RESIDENTS OF communities across the island which have seen a pile-up of garbage due to the passage of Hurricane Sandy three weeks ago are being told that their refuse will be removed by the end of the week.
Jennifer Edwards, executive director of the National Solid Waste Management Authority (NSWMA), told The Gleaner yesterday that the agency has been encountering several challenges in its bid to rid communities of debris associated with Sandy.
The NSWMA head cited the repeat clean-up of garbage as one of the biggest challenges while adding that on numerous occasions workmen have had to visit the same site twice. On top of that, she said her team is working with a bulky workload which has been putting pressure on the company's resources.

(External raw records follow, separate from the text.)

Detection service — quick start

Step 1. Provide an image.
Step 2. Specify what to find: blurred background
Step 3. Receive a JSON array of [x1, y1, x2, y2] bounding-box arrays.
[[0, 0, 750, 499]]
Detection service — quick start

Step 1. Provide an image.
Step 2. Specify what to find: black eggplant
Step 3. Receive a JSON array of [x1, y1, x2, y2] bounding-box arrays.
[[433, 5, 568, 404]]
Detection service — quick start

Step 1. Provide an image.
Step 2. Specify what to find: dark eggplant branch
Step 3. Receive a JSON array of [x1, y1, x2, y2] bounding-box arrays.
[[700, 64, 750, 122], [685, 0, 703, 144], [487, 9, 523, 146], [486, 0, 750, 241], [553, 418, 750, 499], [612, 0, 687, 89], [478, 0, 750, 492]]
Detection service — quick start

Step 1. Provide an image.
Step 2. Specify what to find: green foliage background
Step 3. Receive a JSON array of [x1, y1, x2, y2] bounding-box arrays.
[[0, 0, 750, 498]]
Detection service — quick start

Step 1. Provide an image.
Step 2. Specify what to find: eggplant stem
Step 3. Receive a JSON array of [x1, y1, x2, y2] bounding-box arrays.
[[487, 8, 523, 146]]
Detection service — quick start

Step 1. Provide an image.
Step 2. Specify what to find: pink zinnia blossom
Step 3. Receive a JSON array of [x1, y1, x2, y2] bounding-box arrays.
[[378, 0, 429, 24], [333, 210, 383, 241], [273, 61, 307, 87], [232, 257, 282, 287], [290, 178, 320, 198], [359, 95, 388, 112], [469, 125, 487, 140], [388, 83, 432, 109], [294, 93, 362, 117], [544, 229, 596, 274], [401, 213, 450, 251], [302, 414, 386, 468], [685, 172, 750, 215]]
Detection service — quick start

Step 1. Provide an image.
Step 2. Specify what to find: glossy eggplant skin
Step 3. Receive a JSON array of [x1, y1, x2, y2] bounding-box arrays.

"On Perkins Boulevard, for example, we did about 15 trips just to clear one empty space and I drove through there yesterday and people have again begun to put out (garbage) in that empty area," Edwards said.
She said that for the Corporate Area, it was mostly communities in the northern sections that have not seen a complete clean-up of debris.
"There are some areas up by Graham Heights, Russell Heights, Lysham that we have not gone into. In the lower side of St Andrew, it is Washington Gardens, Waterhouse and some other areas that we have not gone into."
St Ann, St Mary clean-up
Additionally, the executive director said that with the recent flooding in St Ann and St Mary, NSWMA teams have had to conduct clean-up operations twice in those parishes.
Two legislators, Derrick Smith and Robert Montague last week raised concerns in the Parliament about the pace at which the clean-up was taking place.
Edwards, while acknowledging that people expect the NSWMA to move with greater speed, said the practice of burning garbage has been slowing down clean-up operations.
"We have had to leave waste in some areas because of the fire in it. We cannot take the fire to the disposal site, once it has been lit we have to be very sure that it is completely out before we can collect it," Edwards said.
The NSWMA head said the agency has been collecting domestic waste. "We have asked citizens not to mix the domestic waste with the hurricane waste so the hurricane waste should not create a health risk," she said.